In a small stroke of irony Mabel seems to be the most emotionally unscathed from the whole episode. Her recall gathers around bookends, remembering asking Roy to turn off the light in their room and then coming to in an ambulance. The only evidence of what happened to her was her bleeding tongue which was pierced by her clenched teeth during the seizure.
Mabel’s seizure occurred in the early hours of the morning we were slated to leave our beach house and head back home. As such, her first full night after the seizure occurred back in her shared bedroom with Lilli. Lilli, rattled like all of us, spent most of the night popping up from her lower bunk to check on her sister. Mabel finds this effort and every other form of instinctive care from the rest of the family to be unnecessary and a bit suffocating, and so protested her sister’s efforts. Lilli was candid in her response, “You didn’t witness what happened, we did.”
The proverbial box of cannoli is not confronting me with the same magnitude. With each day that passes, and I move further from last Wednesday I feel a bit safer. My capacity to treat my routine for what it is has returned. My body is learning to anticipate that Mabel will be just fine when I come around the corner of the living room and see her sprawled out on the couch with her iPad texting friends and playing Dress To Impress.
The morning of the seizure after we had returned to our rental house, but before we left I took my morning walk on the beach. This routine usually includes listening to an episode of Poetry Unbound, NYT Opinions, NYT The Headlines, and The Daily. I think I had made it through The Headlines before I abandoned listening. I decided instead to give my prayer life a chance in the absence of podcasts, and to listen, if God wouldn’t speak, to the waves lap on the shore. A few days before I arrived in Surfside I had reacquainted myself with a song our worship pastor had played on my last Sunday at UBC. The song, Look To The Hills, is based off the second Psalm of Ascent (121). In that wave lapping silence, like an obstinate earworm, the opening verse sang itself in my head,
I lift my eyes to the hills
To remind myself this isn’t all there is
I lift my eyes to the hills
And wait for help to appear
My help is from the Lord
After 45 minutes of listening I considered that Psalm 121 may have been God’s answer to my feeble prayers which seemed frozen in grief and numbness …

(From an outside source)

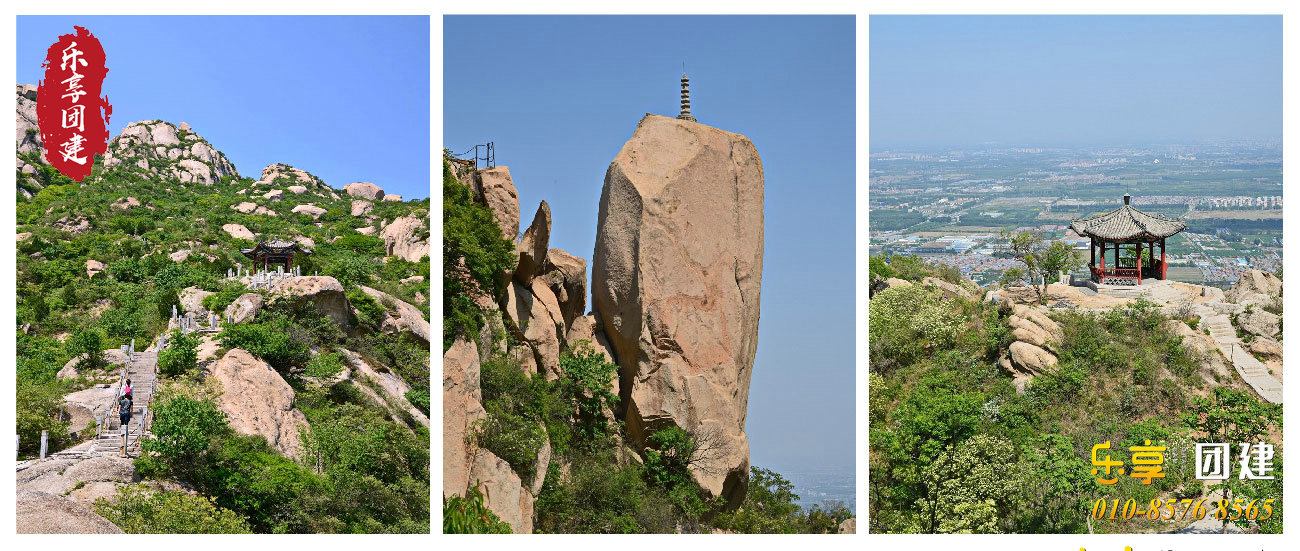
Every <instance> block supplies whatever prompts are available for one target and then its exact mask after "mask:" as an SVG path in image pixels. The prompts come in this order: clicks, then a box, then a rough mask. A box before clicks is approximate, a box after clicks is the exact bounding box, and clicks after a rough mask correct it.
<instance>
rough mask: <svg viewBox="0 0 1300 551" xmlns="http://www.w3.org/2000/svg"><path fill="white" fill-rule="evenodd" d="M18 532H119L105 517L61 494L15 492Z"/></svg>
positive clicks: (32, 532) (27, 491) (59, 532)
mask: <svg viewBox="0 0 1300 551" xmlns="http://www.w3.org/2000/svg"><path fill="white" fill-rule="evenodd" d="M14 516H16V517H17V520H18V533H19V534H121V533H122V529H121V528H117V526H116V525H114V524H113V522H109V521H108V519H104V517H101V516H99V515H98V513H95V512H94V511H91V509H90V508H88V507H86V506H83V504H81V503H77V502H74V500H72V499H69V498H64V496H61V495H53V494H47V493H44V491H18V503H17V508H16V509H14Z"/></svg>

1 I lift up my eyes to the mountains—
where does my help come from?
2 My help comes from the Lord,
the Maker of heaven and earth.
3 He will not let your foot slip—
he who watches over you will not slumber;
4 indeed, he who watches over Israel
will neither slumber nor sleep.
5 The Lord watches over you—
the Lord is your shade at your right hand;
6 the sun will not harm you by day,
nor the moon by night.
7 The Lord will keep you from all harm—
he will watch over your life;
8 the Lord will watch over your coming and going
both now and forevermore.
So now I move forward into the future without a clear prognosis challenged with the existential grief that I think can only come from being reminded that, ultimately, we can’t keep our children safe. The best we can do is trust that they belong to God.